Et il resta longtemps sans parler, puis il répéta à plusieurs reprises :

« Étonnant !… très-étonnant !… »

Je commençais à croire qu’il avait perdu la raison. À la fin, il allongea sa phrase et dit :

« Je t’assure, mon petit Pip, que c’est on ne peut plus étonnant ! »

J’ai des raisons de penser que l’intelligence de Joe s’était éclairée par ce qu’il avait vu, et que, pendant notre trajet jusqu’à la maison de Pumblechook, il avait ruminé et adopté un projet subtil et profond. Mes raisons s’appuient sur ce qui se passa dans le salon de Pumblechook, où nous trouvâmes ma sœur en grande conversation avec le grainetier détesté.
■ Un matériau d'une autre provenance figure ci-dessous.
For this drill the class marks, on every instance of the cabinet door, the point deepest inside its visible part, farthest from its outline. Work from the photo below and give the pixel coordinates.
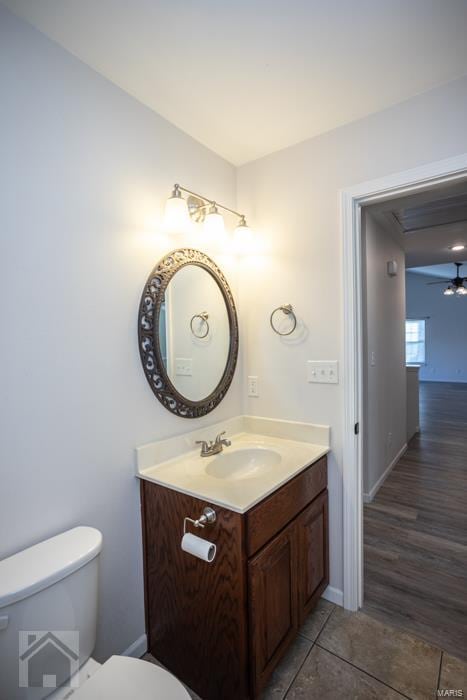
(273, 604)
(313, 556)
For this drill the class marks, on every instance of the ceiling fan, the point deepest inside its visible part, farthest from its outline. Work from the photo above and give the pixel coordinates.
(456, 285)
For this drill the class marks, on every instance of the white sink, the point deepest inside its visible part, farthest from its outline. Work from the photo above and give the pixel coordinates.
(246, 463)
(265, 453)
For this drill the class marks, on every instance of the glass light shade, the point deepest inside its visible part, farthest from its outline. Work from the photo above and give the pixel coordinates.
(176, 216)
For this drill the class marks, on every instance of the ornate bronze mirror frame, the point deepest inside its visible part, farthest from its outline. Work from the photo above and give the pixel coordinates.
(148, 333)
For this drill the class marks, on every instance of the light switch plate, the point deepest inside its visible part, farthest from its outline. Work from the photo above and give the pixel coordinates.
(323, 372)
(183, 366)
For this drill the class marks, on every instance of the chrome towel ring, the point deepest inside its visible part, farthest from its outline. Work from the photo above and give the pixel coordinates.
(288, 310)
(204, 320)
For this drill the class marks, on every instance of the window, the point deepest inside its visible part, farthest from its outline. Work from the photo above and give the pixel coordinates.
(415, 341)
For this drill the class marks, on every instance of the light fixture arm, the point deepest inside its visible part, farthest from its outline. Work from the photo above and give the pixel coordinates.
(208, 202)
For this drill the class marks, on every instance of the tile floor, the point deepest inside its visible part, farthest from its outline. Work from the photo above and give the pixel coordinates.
(352, 656)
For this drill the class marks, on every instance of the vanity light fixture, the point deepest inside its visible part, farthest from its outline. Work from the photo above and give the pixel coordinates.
(180, 212)
(176, 216)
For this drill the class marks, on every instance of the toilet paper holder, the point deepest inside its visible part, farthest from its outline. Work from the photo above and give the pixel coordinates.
(208, 517)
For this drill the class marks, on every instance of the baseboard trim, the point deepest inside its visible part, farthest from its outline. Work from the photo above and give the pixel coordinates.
(138, 648)
(368, 497)
(334, 595)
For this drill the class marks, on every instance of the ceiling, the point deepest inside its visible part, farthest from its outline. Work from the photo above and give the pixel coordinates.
(445, 272)
(248, 77)
(426, 224)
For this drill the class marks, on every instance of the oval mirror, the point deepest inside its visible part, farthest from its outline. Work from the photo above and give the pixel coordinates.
(188, 333)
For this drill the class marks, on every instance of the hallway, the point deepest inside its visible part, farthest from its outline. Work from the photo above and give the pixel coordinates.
(415, 530)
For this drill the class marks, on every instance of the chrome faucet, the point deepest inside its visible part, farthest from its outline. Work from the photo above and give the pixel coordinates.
(213, 447)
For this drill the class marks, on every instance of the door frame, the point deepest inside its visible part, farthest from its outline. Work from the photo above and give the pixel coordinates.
(352, 200)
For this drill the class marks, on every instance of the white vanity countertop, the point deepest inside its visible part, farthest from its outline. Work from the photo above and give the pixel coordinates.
(269, 453)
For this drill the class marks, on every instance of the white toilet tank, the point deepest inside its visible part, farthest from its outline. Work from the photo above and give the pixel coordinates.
(48, 613)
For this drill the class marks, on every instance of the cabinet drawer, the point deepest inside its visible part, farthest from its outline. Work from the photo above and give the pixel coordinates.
(271, 515)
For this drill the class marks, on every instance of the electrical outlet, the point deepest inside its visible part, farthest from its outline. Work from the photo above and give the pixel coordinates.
(323, 372)
(253, 386)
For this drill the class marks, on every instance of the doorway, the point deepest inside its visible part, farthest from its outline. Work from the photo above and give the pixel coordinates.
(352, 201)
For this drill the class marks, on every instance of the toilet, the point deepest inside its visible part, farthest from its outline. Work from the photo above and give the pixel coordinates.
(48, 616)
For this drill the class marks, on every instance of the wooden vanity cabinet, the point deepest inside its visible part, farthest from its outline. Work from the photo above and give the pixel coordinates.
(222, 627)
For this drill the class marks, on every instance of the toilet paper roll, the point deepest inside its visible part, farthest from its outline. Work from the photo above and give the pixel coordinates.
(198, 547)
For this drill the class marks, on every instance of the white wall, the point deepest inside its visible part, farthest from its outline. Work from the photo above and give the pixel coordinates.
(85, 170)
(385, 429)
(446, 329)
(292, 198)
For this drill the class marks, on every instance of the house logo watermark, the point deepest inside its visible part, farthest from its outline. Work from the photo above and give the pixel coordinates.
(48, 659)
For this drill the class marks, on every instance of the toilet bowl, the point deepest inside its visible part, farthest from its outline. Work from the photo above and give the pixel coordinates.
(48, 609)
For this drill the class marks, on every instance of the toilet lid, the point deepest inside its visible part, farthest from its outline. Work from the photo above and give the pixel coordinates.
(122, 677)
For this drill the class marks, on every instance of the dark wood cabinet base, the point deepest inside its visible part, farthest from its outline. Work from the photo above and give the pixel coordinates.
(222, 627)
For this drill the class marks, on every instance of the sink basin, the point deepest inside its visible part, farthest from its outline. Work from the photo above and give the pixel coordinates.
(244, 463)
« Eh bien ! s’écria ma sœur ; que vous est-il arrivé ? Je m’étonne vraiment que vous daigniez revenir dans une aussi pauvre société que la nôtre. Oui, je m’en étonne vraiment !

— Miss Havisham, dit Joe en me regardant, comme s’il cherchait à faire un effort de mémoire, nous a bien recommandé de présenter ses… Était-ce ses compliments ou ses respects, mon petit Pip ?

— Ses compliments, dis-je.

— C’est ce que je croyais, répondit Joe : ses compliments à Mrs Gargery.

— Grand bien me fasse ! observa ma sœur, quoique cependant elle fût visiblement satisfaite.

— Elle voudrait, continua Joe en me regardant de nouveau, et en faisant un effort de mémoire, que l’état de sa santé lui eût… permis… n’est-ce pas, mon petit Pip ?

— D’avoir le plaisir… ajoutai-je.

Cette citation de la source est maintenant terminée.